CG: UN Women, a global champion for gender equality says economic empowerment of women and girls involves giving women and girls the ability to participate in developmental processes and economic markets, access to and control over resources, access to decent work and increased voices. Here in Zimbabwe, we are celebrating women heading companies in the various sectors of the economy. We have women who are running their own companies. However, generally, the proportion of women who have key managerial or administrative posts across all sectors is still very low. We have some sectors such as the mining industry, which are dominated by men with limited participation of women due to the perceived masculinity of the activities. It is estimated that gender gaps cost the economy some 15% of gross domestic product (GDP) therefore, increasing women’s and girls’ educational attainment contributes to women’s economic empowerment and more inclusive economic growth.
ND: Gender-based violence (GBV) was reportedly on the rise during the COVID-19 pandemic. What has to be done to ensure that there is healing and restoration, especially for the victims?
CG: Activists should improve co-ordination efforts so that every girl and woman affected by GBV knows where to seek help and actually gets the help she needs. Efforts to have a national GBV hotline are applauded, as well as efforts by the different anti-GBV service providers to have several hotlines. At some point, I together with other activists, compiled a service providers’ list of hotline numbers, which we shared on different social media platforms to encourage GBV victims to use the free services on seeking help. Efforts by the Women Affairs ministry in fighting GBV are commendable, but there is need for a reaction mechanism that is faultless. Also of importance, there is need for a strong court support system. So far, the victim friendly system and the help desk efforts being co-ordinated by the Legal Resources Foundation are doing wonders in the civil courts across the nation. Such efforts should be extended to the criminal courts. The COVID-19 lockdown stalled finalisation of several GBV cases at the courts hence the Judicial Service Commission should expedite prosecution and hearing of such cases so that victims get redress in the shortest possible time.

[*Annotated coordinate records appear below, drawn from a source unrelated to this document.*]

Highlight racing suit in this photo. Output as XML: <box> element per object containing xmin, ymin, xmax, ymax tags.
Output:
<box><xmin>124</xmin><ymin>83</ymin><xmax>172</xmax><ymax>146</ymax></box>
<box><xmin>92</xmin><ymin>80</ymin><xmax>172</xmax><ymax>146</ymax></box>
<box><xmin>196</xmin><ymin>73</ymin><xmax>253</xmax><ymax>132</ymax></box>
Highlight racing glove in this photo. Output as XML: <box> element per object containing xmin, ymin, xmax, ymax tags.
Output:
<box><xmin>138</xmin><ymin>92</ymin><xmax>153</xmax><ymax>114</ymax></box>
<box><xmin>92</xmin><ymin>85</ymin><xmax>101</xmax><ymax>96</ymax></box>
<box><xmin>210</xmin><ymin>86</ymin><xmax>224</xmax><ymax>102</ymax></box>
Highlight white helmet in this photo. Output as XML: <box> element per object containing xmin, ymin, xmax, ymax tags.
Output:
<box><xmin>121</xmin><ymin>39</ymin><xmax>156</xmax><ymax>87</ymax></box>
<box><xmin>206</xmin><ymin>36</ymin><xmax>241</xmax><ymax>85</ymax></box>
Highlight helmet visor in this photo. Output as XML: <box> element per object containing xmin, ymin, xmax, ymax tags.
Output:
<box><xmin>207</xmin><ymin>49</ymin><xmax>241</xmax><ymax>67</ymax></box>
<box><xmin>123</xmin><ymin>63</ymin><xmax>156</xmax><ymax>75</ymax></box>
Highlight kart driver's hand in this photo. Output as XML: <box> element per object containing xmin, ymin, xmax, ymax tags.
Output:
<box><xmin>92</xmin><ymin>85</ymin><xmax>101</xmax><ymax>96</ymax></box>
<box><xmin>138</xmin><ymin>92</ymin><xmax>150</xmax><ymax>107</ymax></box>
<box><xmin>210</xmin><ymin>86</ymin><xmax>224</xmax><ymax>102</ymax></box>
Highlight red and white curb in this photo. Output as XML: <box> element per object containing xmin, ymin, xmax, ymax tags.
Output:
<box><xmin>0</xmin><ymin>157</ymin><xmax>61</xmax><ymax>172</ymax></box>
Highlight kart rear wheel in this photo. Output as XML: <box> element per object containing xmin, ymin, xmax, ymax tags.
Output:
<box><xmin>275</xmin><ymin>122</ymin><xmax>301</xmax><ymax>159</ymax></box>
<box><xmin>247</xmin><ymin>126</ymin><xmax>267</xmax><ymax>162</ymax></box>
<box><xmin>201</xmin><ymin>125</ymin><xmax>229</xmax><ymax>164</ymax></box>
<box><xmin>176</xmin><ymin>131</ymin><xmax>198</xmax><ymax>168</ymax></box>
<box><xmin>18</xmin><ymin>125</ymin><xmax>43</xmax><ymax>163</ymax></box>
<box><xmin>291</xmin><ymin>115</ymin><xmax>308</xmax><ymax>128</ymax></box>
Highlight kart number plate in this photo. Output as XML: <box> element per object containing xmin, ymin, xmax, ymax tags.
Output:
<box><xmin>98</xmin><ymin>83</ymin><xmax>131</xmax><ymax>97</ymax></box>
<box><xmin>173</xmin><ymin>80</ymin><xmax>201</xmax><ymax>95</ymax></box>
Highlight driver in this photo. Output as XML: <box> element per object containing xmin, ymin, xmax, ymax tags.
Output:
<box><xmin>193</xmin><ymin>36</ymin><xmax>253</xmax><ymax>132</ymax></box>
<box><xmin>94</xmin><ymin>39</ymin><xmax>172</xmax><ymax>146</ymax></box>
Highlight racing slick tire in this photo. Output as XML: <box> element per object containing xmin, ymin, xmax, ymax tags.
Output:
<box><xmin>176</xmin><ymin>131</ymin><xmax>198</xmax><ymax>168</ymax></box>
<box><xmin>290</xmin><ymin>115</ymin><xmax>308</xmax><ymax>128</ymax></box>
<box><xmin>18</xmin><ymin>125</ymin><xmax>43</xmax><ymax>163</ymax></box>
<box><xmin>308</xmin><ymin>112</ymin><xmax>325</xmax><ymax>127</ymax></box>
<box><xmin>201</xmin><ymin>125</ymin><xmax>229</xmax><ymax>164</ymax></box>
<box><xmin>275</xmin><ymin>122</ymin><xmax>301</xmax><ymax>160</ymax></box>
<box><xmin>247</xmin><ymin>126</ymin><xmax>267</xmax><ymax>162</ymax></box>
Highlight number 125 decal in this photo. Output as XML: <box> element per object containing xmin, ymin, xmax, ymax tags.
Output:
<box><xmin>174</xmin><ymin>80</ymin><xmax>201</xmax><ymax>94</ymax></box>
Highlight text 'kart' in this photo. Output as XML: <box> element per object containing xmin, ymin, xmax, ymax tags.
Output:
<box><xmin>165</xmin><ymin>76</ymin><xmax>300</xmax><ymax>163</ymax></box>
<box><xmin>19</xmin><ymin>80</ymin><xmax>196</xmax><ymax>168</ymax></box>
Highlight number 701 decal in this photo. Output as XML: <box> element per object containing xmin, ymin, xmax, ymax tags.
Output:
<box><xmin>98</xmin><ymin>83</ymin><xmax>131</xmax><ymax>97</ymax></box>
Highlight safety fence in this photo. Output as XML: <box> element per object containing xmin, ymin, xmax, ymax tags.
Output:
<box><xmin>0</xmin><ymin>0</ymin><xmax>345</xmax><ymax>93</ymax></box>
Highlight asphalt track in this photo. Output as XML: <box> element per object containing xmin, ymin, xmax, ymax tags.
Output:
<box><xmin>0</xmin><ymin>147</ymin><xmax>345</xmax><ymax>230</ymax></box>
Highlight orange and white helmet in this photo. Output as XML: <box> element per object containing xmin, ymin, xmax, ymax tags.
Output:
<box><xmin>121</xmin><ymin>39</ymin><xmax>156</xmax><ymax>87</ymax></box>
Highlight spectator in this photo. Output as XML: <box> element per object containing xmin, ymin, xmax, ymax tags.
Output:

ND: There are rising reports of cases involving child murder for ritual purposes across the country. What do you think should be done to protect children against such abuse?
CG: It is unfortunate that when the economy teeters, the vulnerable are even more exposed. Cases of ritual killings and general child abuse need to be dealt with seriously by the justice actors. Apart from the court processes and activism against child abuse, the media also plays an important role in ending child killings through informing and raising awareness on such issues in communities. Ritual murders have become a new worrying trend in Zimbabwe and it should be stopped forthwith. Government needs to step up on child protection mechanisms and this may be enhanced through crafting stiff penalties for perpetrators. It is also vital for the law enforcement officers to scale up their operation in preventing violation of children’s rights. Although perpetrators of child murders use various tricks and tactics to steal children, parents and guardians should not let their guard down on protecting their children from murderers or child traffickers.